Wednesday, January 13, 2016
Legalized Marijuana Businesses Mostly Popping Up in Low Income Neighborhoods
When Amendment 64, the amendment seeking to legalize marijuana for recreational use by adults in Colorado, passed in November, 2012, Colorado became the first state to end the prohibition on marijuana in the United States. But not everyone is happy about it, especially families living in low-income neighborhoods. Why? That's where most of the marijuana facilities seem to be locating.
Neighborhood residents don't want it in their back yard
Many of the marijuana businesses have settled in poorer areas such as Elyria Swansea, Globeville and Northeast Park Hill in north Denver, and Overland to the south. City regulations restrict them to areas that are industrial; however, many low-income neighborhoods are next to industrial sites. While many marijuana business owners say they are being good neighbors, residents who live in these areas are concerned about the effect of weed being grown and sold in their back yard.

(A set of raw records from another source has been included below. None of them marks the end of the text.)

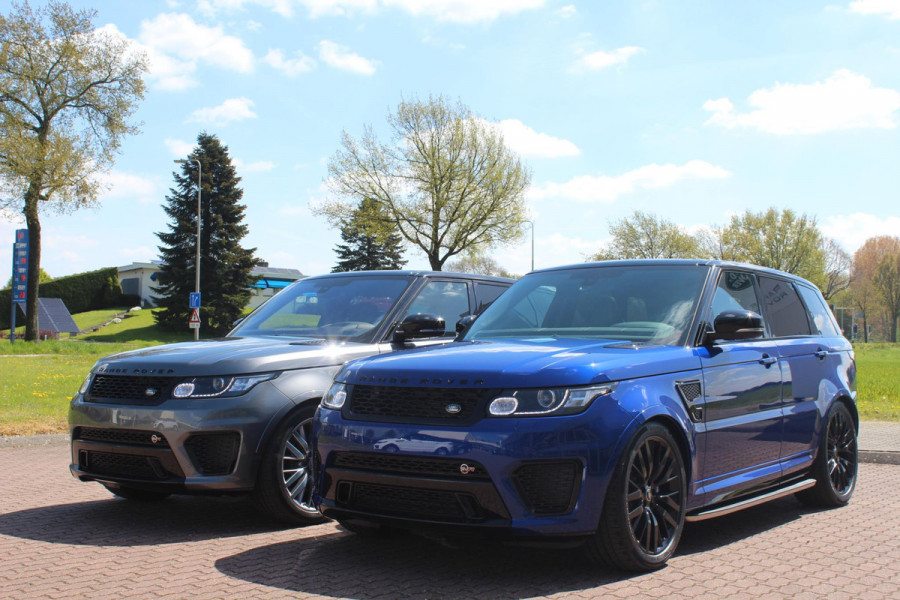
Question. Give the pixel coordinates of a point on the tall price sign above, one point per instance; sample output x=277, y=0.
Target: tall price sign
x=20, y=278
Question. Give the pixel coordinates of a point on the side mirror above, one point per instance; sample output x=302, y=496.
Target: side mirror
x=736, y=325
x=420, y=325
x=462, y=326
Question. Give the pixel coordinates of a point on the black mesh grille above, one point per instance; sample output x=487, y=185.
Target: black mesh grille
x=138, y=390
x=120, y=436
x=416, y=403
x=415, y=502
x=689, y=390
x=548, y=487
x=421, y=466
x=213, y=453
x=125, y=465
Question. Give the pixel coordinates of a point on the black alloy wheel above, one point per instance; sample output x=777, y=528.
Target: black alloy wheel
x=644, y=512
x=836, y=463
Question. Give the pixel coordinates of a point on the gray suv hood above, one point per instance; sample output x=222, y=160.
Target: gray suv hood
x=234, y=356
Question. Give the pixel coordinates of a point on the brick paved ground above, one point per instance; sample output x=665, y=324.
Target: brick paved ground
x=60, y=539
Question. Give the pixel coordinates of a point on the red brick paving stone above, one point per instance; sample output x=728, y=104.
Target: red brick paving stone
x=62, y=538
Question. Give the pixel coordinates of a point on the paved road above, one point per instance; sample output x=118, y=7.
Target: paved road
x=60, y=538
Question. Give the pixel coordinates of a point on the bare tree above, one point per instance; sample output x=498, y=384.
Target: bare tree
x=67, y=93
x=446, y=180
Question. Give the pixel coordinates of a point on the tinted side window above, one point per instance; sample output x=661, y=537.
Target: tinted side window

What neighbors are concerned about
Many neighbors are citing the following concerns: rising crime, increased use of marijuana by teens, unlocked trash bins, and a disproportionate amount of marijuana businesses being located in their neighborhoods. While statistics have shown that crime in these area have increased only marginally since marijuana sales began, residents view it as simply undesirable industries moving into their neighborhoods.
One area in particular is along the city's southern area on either side of the Santa Fe Drive corridor that mostly covers the Overland neighborhood. This neighborhood has one marijuana license for every 47 people who live there. In addition, 70 percent of the residents are minorities. City officials continue to explore ways to create a more equal distribution of marijuana businesses.